Quadriceps/hamstrings co-activation increases early after total knee arthroplasty

Thomas, Abbey C; Judd, Dana L; Davidson, Bradley S; Eckhoff, Donald G; Stevens-Lapsley, Jennifer E
Quadriceps and hamstrings weakness and co-activation are present following total knee arthroplasty (TKA) and may impair functional performance. How surgery and post-operative rehabilitation influence muscle activation during walking early after surgery is unclear.
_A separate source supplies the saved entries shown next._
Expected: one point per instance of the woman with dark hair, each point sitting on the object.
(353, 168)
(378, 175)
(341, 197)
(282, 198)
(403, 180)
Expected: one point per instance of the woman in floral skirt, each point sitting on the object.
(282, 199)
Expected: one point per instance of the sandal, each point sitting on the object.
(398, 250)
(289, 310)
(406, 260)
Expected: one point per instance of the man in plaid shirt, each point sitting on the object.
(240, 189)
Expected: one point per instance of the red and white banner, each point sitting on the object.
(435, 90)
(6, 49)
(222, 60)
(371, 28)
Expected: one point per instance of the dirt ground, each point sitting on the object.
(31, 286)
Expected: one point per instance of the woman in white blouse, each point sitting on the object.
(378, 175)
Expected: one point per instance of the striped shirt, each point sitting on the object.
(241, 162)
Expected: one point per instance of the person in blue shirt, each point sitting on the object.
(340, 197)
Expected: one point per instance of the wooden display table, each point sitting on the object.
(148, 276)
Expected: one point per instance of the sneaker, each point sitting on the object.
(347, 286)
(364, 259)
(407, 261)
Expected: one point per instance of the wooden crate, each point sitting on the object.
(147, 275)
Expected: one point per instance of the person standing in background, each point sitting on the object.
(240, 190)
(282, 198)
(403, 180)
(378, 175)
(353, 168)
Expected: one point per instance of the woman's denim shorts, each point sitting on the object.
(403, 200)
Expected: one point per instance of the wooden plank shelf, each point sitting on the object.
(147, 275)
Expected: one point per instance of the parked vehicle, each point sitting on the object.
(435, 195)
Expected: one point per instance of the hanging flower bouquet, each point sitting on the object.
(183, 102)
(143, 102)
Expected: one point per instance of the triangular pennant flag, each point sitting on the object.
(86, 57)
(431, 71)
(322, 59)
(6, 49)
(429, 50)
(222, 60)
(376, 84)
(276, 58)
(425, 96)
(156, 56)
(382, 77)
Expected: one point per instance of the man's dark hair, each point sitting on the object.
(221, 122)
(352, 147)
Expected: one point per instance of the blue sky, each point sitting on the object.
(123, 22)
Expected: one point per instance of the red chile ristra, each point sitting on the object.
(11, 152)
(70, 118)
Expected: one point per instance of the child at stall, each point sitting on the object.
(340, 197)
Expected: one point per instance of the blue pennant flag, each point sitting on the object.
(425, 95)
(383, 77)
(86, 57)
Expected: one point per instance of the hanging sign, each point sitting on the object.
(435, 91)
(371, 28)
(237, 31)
Examine muscle strength and activation during walking before and one and 6-months post-TKA.


Ten patients (n = 6 female; age: 64.7 ± 7.9 years; body mass index[BMI]:29.2 ± 2.5 kg/m 2) and 10 healthy adults (n = 6 female; age: 60.6 ± 7.4 years; BMI: 25.5 ± 4.0 kg/m 2) participated. The patients underwent bilateral quadriceps and hamstrings strength testing and assessment of quadriceps/hamstrings co-activation and on/off timing using surface electromyography during a six-minute walk test (6MW). Groups, limbs, and changes with TKA surgery were compared.
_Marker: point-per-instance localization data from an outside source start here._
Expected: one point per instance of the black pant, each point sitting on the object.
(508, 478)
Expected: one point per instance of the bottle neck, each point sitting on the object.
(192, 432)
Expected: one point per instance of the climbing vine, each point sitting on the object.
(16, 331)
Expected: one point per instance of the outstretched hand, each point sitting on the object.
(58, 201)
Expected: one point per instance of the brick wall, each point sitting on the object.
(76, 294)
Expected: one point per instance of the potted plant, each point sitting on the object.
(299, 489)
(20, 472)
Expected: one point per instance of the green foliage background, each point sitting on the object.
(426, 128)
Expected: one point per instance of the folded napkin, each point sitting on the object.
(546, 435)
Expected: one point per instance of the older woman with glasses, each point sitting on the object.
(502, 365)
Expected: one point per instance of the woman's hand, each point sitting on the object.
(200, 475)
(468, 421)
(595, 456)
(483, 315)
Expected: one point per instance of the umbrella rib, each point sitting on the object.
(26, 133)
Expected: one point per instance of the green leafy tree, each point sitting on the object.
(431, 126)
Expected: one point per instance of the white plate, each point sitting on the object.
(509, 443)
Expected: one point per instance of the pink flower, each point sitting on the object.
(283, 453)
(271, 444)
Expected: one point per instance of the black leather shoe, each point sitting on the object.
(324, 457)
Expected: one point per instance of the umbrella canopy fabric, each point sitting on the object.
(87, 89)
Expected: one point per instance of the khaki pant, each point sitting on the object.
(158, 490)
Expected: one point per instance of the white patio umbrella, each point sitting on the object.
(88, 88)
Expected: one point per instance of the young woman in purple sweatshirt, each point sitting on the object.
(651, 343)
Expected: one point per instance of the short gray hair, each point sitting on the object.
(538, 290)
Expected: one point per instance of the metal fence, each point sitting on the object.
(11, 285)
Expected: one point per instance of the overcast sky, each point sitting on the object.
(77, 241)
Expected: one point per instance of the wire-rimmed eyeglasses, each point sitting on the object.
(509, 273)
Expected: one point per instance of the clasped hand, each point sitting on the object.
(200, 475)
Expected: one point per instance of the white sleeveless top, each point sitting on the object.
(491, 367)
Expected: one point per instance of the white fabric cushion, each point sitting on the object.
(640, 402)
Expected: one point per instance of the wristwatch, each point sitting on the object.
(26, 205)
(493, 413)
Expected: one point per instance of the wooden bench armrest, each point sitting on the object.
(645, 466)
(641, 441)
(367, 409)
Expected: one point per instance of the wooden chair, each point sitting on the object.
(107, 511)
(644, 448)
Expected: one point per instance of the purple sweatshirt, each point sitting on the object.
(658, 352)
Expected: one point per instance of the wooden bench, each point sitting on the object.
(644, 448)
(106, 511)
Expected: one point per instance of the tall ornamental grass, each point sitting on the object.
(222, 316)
Patients reported greater 6MW knee pain pre- versus post-TKA and compared to controls ( P < 0.05). Patients had weaker surgical limb hamstrings ( P < 0.05) and bilateral quadriceps ( P < 0.05) strength than controls pre- and post-TKA. Before and 1-month post-TKA, patients had side-to-side differences in quadriceps and hamstrings strength ( P < 0.05). Controls walked farther than patients ( P < 0.01). Patients demonstrated greater surgical limb co-activation pre-operatively than controls ( P < 0.05). Co-activation was higher bilaterally one-month post-TKA compared to controls ( P < 0.05). Patients turned off their quadriceps later during stance than controls before and 1-month post-TKA ( P < 0.05).


Muscle strength, co-activation, and timing differed between patients and controls before and early after surgery. Rehabilitation to improve strength and muscle activation seems imperative to restore proper muscle firing patterns early after surgery.